Free and open source software

Free Software: Software that allows the user to freely review, modify, copy and distribute software and make the source code of the software available to users.

The term “free” means freedom of action, not free, and they can be priced at a premium.

Software that is not free is call Proprietary Software.

Open Source: In free software, because of the ambiguity in the term Free, which was consider to be inadvertently free and possibly worthless, they became verify as open source.

Free / Open Source Software (FOSS): Free software and open source software are one in the nature of work, in fact all free software is open source software.

So both free and open source are using for these two software.

Commercial Software: Software usually designed by a company and sold for profit, these software can be proprietary or free.

Publication of works under public ownership is a major problem,

with minor modifications to the work being able to publish it with an exclusive license. Copyleft license is use to overcome this problem.

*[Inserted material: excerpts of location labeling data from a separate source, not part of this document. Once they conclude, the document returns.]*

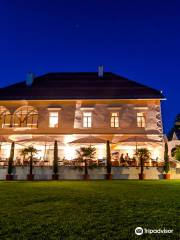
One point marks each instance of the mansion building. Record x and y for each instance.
(80, 109)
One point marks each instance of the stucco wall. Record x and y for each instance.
(70, 116)
(68, 173)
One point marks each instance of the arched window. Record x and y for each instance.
(5, 117)
(26, 116)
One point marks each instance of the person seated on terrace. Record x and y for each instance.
(127, 158)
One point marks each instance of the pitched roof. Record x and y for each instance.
(79, 85)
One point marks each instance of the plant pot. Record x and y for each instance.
(167, 176)
(9, 177)
(86, 176)
(108, 176)
(30, 177)
(142, 176)
(55, 176)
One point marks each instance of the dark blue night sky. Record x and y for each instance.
(135, 38)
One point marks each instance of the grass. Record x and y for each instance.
(76, 210)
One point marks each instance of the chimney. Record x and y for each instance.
(29, 79)
(100, 71)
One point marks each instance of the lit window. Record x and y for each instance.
(115, 119)
(26, 116)
(141, 119)
(87, 119)
(53, 119)
(5, 117)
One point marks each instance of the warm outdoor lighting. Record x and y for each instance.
(53, 119)
(69, 152)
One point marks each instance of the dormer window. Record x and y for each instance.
(87, 119)
(115, 119)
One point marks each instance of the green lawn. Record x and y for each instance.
(88, 210)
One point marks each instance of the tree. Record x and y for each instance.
(143, 154)
(86, 155)
(55, 161)
(10, 162)
(24, 153)
(177, 153)
(31, 151)
(166, 158)
(108, 158)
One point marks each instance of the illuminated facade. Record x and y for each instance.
(70, 106)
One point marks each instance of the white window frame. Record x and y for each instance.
(114, 121)
(87, 119)
(141, 119)
(52, 118)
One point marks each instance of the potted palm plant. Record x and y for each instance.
(86, 154)
(143, 154)
(166, 175)
(55, 175)
(9, 176)
(31, 151)
(108, 163)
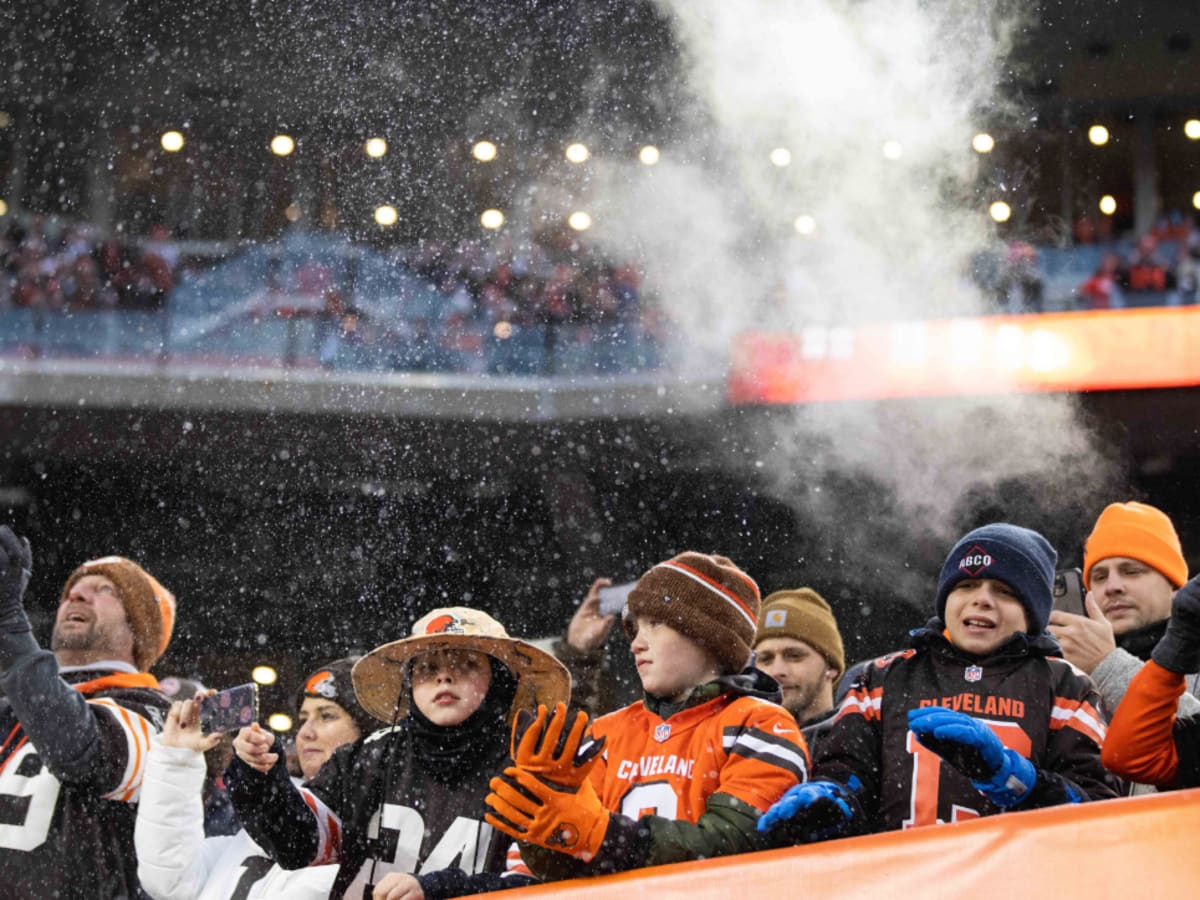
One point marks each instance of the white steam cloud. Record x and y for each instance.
(875, 102)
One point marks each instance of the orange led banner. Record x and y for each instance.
(1143, 846)
(1109, 349)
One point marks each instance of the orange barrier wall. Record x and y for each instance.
(1129, 849)
(1054, 352)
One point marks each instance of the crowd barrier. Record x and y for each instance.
(1131, 847)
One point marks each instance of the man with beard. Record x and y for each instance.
(799, 646)
(1133, 564)
(76, 726)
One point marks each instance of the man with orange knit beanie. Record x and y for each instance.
(1133, 564)
(76, 725)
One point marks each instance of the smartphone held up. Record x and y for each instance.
(229, 709)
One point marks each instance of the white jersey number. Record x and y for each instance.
(40, 795)
(466, 840)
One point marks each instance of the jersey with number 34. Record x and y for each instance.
(738, 745)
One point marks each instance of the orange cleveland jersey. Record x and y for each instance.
(733, 744)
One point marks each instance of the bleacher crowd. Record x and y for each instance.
(448, 761)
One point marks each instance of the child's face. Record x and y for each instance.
(449, 685)
(982, 613)
(669, 664)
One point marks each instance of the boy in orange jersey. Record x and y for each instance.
(682, 774)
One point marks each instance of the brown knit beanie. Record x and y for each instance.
(705, 598)
(1137, 531)
(149, 606)
(804, 615)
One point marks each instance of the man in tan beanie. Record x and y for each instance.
(1133, 564)
(76, 725)
(799, 646)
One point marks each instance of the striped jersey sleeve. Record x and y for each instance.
(136, 731)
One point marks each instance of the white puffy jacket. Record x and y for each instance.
(177, 862)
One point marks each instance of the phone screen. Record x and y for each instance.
(229, 709)
(612, 599)
(1068, 592)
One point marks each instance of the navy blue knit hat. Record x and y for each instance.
(1019, 557)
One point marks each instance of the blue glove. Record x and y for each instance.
(999, 773)
(813, 811)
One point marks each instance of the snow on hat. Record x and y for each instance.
(1019, 557)
(379, 676)
(149, 606)
(705, 598)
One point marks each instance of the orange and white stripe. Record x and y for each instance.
(862, 702)
(137, 731)
(329, 829)
(717, 588)
(1080, 715)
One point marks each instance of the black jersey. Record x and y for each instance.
(396, 801)
(1043, 708)
(71, 765)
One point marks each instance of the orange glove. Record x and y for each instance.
(541, 744)
(526, 808)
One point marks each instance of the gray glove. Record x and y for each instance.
(16, 568)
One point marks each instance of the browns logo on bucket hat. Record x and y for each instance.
(379, 676)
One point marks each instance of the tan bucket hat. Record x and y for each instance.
(379, 676)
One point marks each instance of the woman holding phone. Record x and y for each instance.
(175, 861)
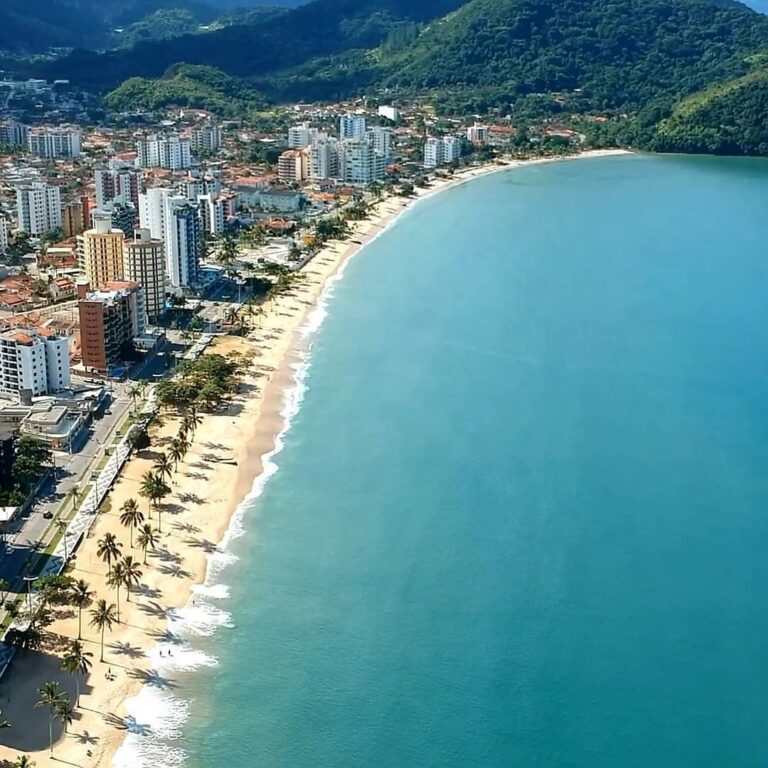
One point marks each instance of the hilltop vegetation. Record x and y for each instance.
(186, 85)
(660, 73)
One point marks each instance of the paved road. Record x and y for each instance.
(70, 471)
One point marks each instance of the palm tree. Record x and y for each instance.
(76, 662)
(131, 516)
(177, 451)
(109, 548)
(103, 617)
(131, 574)
(81, 596)
(115, 579)
(148, 488)
(75, 494)
(146, 539)
(63, 712)
(192, 419)
(50, 696)
(163, 466)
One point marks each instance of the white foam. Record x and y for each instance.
(163, 715)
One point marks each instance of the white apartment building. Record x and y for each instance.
(351, 126)
(293, 165)
(13, 134)
(29, 361)
(206, 138)
(300, 136)
(144, 263)
(183, 234)
(441, 151)
(171, 152)
(381, 140)
(477, 134)
(324, 160)
(451, 149)
(38, 208)
(50, 143)
(121, 185)
(359, 163)
(152, 206)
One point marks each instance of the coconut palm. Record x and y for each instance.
(131, 574)
(103, 617)
(146, 539)
(116, 579)
(163, 466)
(63, 712)
(192, 419)
(109, 548)
(80, 596)
(176, 451)
(50, 695)
(131, 516)
(148, 488)
(76, 662)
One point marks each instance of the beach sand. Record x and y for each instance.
(206, 493)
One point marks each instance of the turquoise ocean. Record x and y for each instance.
(520, 514)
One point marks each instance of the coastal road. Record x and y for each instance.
(71, 470)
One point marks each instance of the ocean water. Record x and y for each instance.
(520, 517)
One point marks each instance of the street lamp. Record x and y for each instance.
(30, 580)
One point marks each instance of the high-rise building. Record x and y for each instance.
(293, 166)
(72, 219)
(13, 134)
(359, 163)
(381, 140)
(477, 134)
(38, 207)
(351, 126)
(206, 138)
(183, 235)
(451, 149)
(100, 251)
(122, 185)
(109, 321)
(52, 143)
(33, 362)
(300, 136)
(324, 160)
(204, 185)
(171, 152)
(144, 263)
(152, 207)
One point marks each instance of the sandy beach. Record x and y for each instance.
(207, 488)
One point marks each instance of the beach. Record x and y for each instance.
(216, 476)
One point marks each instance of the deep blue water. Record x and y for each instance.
(522, 516)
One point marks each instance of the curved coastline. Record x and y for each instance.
(116, 708)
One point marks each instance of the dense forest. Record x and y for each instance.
(664, 74)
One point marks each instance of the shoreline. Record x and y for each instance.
(210, 507)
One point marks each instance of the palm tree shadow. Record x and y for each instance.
(126, 649)
(153, 678)
(127, 724)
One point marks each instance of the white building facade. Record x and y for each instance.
(38, 207)
(28, 361)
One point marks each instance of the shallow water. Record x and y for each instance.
(520, 515)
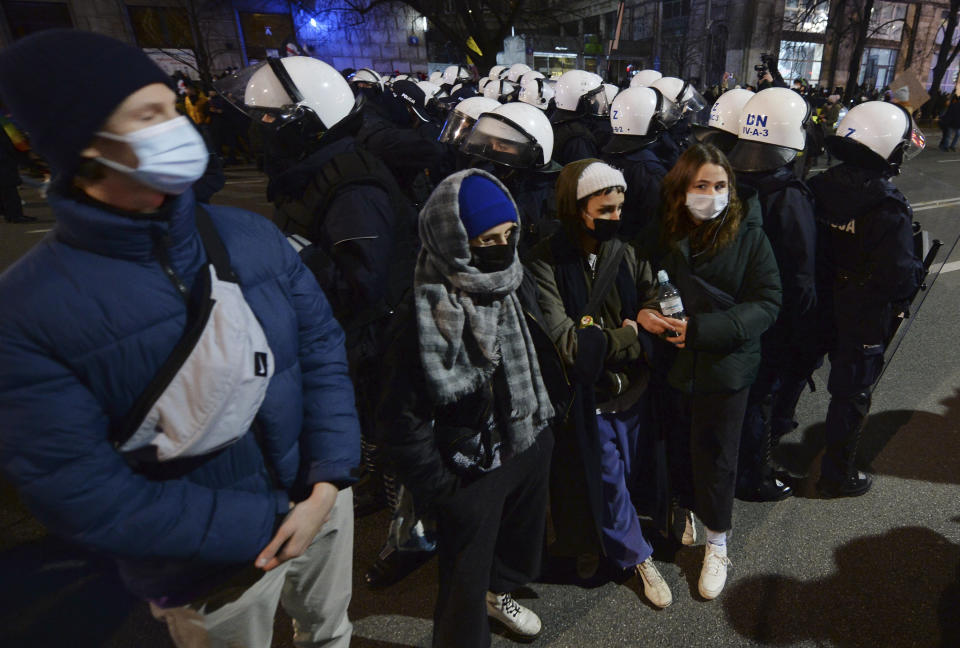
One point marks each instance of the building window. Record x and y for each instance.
(28, 17)
(676, 14)
(161, 27)
(950, 79)
(809, 16)
(877, 67)
(553, 65)
(799, 60)
(263, 33)
(886, 20)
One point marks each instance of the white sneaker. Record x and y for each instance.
(515, 617)
(713, 574)
(689, 530)
(654, 587)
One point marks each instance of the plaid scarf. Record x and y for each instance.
(471, 322)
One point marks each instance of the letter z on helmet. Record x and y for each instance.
(637, 117)
(877, 134)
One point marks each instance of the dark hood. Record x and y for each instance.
(844, 191)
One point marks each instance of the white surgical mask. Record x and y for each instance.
(706, 207)
(172, 155)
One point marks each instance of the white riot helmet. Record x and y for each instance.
(366, 75)
(297, 90)
(770, 131)
(455, 73)
(637, 116)
(463, 116)
(536, 92)
(498, 89)
(515, 135)
(516, 71)
(497, 72)
(687, 98)
(644, 78)
(531, 74)
(723, 124)
(612, 92)
(877, 134)
(580, 92)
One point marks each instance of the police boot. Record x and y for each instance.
(755, 479)
(839, 476)
(368, 492)
(765, 486)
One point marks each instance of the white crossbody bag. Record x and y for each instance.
(206, 394)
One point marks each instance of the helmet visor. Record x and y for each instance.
(456, 128)
(257, 90)
(669, 114)
(595, 102)
(916, 142)
(499, 140)
(693, 101)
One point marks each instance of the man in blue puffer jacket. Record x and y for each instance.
(102, 302)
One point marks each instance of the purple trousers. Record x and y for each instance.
(617, 434)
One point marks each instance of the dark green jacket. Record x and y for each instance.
(722, 351)
(622, 365)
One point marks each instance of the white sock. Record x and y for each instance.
(719, 541)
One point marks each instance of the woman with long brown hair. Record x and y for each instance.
(721, 262)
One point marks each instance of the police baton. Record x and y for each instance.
(908, 314)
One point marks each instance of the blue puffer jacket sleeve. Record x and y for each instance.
(54, 448)
(330, 440)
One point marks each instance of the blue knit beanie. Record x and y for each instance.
(61, 85)
(483, 205)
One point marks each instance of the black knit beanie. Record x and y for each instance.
(61, 85)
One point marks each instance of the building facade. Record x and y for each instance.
(234, 32)
(699, 40)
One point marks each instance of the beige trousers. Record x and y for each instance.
(314, 589)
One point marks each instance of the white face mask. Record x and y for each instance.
(705, 207)
(172, 155)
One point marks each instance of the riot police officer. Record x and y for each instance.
(690, 102)
(771, 135)
(638, 117)
(869, 267)
(723, 124)
(579, 97)
(515, 143)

Copyleft: This law, unlike copyright,

prevents the work from being copyright and grants anyone the copyright to edit the work and

No one is allow to deprive other people of the right to edit and copy. An © is the opposite of copyright.

Various licenses have been create by the Free Software Foundation (FOF) for copyright use. Some of these licenses:

GPL (GNU General Public License): This license was created to apply the software to their software and source code.

LGPL (GNU Lesser General Public License): This license was created to apply copyright to software libraries.

GFDL (GNU Free Documentation License): This license allows users to edit and redistribute software documentation.

Libraries: If you are not a developer, you are unlikely to deal with libraries directly.

Libraries are a set of programming functions that can be used by different applications.